Enterprise Data Catalog Scanner Configuration Guide > Configuring File Management Resources > File System
  

File System

You can choose the File System resource to import metadata from files in Windows and Linux file systems into the catalog. You can choose the Local File option to import the metadata from the files located on a local machine. You can choose the SFTP or Secure File Transfer Protocol option to import the files located on a remote Linux machine and choose the SMB/CIFS or Server Message Block/Common Internet File System option to import the files located on a remote Windows machine.

Resource Connection Properties

In the General tab, you can enter a name and brief description for the resource.

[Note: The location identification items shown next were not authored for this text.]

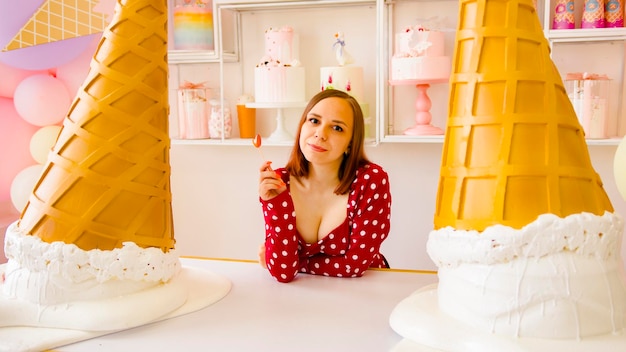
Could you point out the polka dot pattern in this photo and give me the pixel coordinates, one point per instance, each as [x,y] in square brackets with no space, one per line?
[349,249]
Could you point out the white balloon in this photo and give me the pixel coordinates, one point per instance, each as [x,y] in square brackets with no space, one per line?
[42,142]
[23,184]
[619,167]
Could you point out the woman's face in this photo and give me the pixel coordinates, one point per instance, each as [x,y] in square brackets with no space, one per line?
[327,131]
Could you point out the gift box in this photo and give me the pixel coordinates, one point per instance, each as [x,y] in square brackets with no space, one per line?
[193,111]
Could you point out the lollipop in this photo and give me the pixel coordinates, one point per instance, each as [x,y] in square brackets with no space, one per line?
[257,144]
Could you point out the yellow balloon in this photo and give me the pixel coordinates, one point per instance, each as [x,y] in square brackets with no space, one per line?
[42,142]
[619,168]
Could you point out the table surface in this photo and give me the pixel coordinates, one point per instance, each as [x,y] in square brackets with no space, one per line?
[311,313]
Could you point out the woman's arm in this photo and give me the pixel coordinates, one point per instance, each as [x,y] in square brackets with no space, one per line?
[281,241]
[370,219]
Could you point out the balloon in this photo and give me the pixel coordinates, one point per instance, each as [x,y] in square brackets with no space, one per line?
[23,184]
[73,73]
[11,77]
[42,100]
[13,16]
[619,167]
[15,135]
[42,142]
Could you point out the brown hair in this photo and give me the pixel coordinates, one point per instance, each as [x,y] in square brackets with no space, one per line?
[298,166]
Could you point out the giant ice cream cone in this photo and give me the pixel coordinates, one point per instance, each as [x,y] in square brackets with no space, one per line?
[513,148]
[93,250]
[525,240]
[107,179]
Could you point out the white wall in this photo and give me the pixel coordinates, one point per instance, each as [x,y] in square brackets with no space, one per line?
[217,213]
[216,209]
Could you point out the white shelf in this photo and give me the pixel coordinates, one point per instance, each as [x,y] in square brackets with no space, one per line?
[247,142]
[439,139]
[586,35]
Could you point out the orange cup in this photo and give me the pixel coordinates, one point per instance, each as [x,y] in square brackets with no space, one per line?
[247,121]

In the Additional properties section, choose File System as the resource.
Choose the following options in the Connection Properties section to import the metadata from the files located on the local machine:
Property
Description
File Protocol
Choose Local File to scan the files in the local Windows or Linux machine.
Path
Specify the absolute path of the file from where you want to import the metadata into the catalog.

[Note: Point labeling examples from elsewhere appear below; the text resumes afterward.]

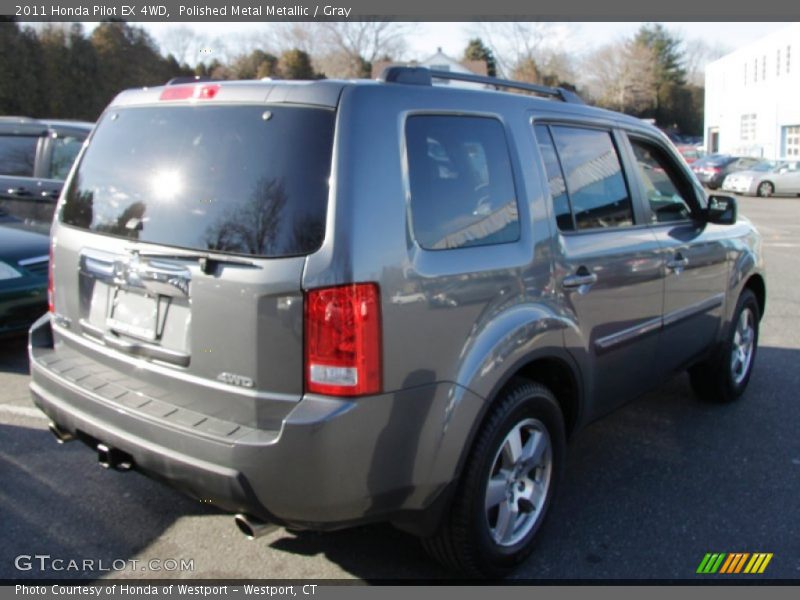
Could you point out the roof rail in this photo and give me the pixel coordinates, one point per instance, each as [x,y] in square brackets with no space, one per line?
[188,79]
[425,76]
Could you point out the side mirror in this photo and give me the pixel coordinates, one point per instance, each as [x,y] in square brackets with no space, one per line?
[721,210]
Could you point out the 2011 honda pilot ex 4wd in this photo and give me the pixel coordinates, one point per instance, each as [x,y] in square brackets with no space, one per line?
[327,303]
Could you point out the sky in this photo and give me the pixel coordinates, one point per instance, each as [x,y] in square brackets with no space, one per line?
[453,37]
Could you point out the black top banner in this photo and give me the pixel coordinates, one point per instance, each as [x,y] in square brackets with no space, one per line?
[405,10]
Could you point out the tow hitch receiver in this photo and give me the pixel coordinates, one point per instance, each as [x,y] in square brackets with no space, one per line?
[112,458]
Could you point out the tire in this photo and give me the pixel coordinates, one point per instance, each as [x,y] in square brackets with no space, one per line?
[724,378]
[765,189]
[480,535]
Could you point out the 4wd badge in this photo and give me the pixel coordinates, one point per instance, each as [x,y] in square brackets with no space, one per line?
[234,379]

Make sure that the absolute path that you enter in this field is available on the machine where you have installed Enterprise Data Catalog and all the cluster nodes.
Test Connection
Click Test Connection to verify the connection to the specified location.

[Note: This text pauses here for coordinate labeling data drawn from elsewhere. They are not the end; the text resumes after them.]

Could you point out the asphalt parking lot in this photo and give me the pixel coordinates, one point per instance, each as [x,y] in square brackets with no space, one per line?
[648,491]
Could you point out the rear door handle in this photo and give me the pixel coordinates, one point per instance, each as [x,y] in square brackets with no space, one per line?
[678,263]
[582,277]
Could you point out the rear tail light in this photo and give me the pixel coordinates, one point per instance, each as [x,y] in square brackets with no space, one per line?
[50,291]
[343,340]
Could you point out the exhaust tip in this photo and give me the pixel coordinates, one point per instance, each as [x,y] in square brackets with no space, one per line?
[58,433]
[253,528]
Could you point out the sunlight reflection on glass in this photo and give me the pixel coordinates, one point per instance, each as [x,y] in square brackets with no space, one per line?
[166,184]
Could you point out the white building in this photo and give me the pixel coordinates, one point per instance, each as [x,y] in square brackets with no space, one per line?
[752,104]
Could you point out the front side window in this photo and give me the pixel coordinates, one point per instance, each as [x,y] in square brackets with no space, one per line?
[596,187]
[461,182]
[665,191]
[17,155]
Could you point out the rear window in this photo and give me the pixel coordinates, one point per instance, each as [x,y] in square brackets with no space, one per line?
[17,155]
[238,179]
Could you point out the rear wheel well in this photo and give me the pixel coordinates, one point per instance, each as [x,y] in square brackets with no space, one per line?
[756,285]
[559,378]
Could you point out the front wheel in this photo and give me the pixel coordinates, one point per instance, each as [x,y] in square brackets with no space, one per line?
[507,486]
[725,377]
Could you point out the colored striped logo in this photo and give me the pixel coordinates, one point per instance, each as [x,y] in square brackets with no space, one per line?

Choose the following options in the Connection Properties section to import the metadata from the files located on a Linux machine:
Property
Description
File Protocol
Choose SFTP to scan the files on a remote Linux machine.
User Name
Enter the user name to access the Linux machine.
Password
Enter the password to access the Linux machine.
Host
Specify the host name or IP address of the Linux machine.
Port
Specify the port number on which the SFTP file protocol is configured on the machine. The default value is 22.
Path
Specify the network or shared path of the file from where you want to import the metadata into the catalog.
Test Connection
Click Test Connection to verify the connection to the specified location.
Choose the following options in the Connection Properties section to import the metadata from the files located on a Windows machine:
Property
Description
File Protocol
Choose SMB/CIFS to scan the files located on a remote Windows machine.
User Name
Enter the user name to access the Windows machine.
Password
Enter the password to access the Windows machine.
Physical Location
Applies to flat files. Enter the absolute path of the shared directory on the Windows machine.
For example, assume that the files are located in the c:\user1\1021\SMB\test_files\test1 and c:\user1\1021\SMB\test_files\test2 folders. You map the c:\user1\1021\SMB location which results in the \\SMB\ shared directory. In this scenario, enter \\SMB\ in the Physical Location field.
For more information about how Enterprise Data Catalog uses the physical location field for lineage, see Appendix F - Lineage between PowerCenter Resources and Flat Files.
Host
Specify the host name or IP address of the machine.
Path
Specify the network or shared path from where you want to import the metadata into the catalog.
For example, enter \\SMB\test_files\ in the Path field.
Test Connection
Click Test Connection to verify the connection to the specified location.
The Metadata Load Settings tab includes the following properties:
Property
Description
Enable Source Metadata
Extracts and ingests metadata from the data source.
File Types
Select any or all of the following file types from which you want to extract metadata:
  • - All. Use this option to specify if you want to extract metadata from all file types.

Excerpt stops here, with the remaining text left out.